SketchUp, Blender & Rhino
After a while the hole and partial hole filling of Geomagic wasn’t going to suffice, so I started on my discovery of 3D programs. Whatever you do, don’t bother to use Rhino on the 3D scanner computer, that version is so old nothing you look up online will be valid. Geomagic can output .DXF, which can be read by almost all 3D scanner programs, but it is a bit flaky with how it does it. If you don’t manage to export .DXF, Blender and Rhino will both also take .STL files.
I didn’t actually really figure out how to stitch surfaces in either Blender or Sketchup. The best I seemed to be able to do was draw surfaces around the existing model, using the model basicallly as a skeleton. That wasn’t very precise though, so I opted in the end to find some Rhino experts (props Jonathan!) for help.
Rhino steps
To deal with Rhino, you want to be able to have your model be NURBs instead of a mesh. To convert to NURBs, you need less than 20 000 polygons. My first model had about 180 000 polygons, and decimating it in Rhino pretty much set the computer on fire.
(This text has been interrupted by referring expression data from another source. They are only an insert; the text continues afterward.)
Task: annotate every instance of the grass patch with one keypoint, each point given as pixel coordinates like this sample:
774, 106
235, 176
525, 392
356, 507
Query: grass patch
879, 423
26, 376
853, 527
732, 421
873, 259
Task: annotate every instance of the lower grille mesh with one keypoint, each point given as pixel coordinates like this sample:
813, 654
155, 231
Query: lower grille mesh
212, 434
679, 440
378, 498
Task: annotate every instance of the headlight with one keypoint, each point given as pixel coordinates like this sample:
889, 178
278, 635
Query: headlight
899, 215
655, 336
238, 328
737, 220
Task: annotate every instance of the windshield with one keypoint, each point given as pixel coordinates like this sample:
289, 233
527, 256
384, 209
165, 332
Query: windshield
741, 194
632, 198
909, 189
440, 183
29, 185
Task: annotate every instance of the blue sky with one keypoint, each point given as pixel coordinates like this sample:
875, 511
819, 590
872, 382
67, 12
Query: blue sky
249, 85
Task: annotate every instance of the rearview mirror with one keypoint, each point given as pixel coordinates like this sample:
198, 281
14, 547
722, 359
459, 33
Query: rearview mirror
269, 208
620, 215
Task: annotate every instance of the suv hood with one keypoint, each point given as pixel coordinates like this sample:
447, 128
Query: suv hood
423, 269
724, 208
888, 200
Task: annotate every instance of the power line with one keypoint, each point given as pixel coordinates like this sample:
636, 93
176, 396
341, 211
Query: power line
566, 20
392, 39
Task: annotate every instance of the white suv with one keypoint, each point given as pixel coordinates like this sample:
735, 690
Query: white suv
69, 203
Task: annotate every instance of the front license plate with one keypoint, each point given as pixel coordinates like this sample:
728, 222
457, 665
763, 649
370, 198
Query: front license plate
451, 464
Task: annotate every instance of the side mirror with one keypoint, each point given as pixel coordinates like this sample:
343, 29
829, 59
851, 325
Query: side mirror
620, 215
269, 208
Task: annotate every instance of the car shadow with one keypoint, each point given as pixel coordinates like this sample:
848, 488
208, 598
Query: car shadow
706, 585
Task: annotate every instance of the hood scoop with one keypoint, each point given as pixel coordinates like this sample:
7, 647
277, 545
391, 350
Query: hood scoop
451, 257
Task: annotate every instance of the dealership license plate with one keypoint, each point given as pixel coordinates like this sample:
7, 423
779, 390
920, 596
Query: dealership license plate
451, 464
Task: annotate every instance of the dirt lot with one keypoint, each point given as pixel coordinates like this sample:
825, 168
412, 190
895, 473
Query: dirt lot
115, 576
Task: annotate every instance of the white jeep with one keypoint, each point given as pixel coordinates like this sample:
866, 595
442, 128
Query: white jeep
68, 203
So I used the decimate function in Geomagic after all, and reimported my model, now with only 12 000 polygons. After some smoothing and stitching up the now exploded model, the model looked more or less ok. Unfortunately, it was still totally messy on the inside. Finally, the trick we used was to drape a point cloud over the object and create a mesh from those points (DrapePt). The last thing we did was adjust the normals of some of the polygons, because deviant normals apparently cause your model never to be printed.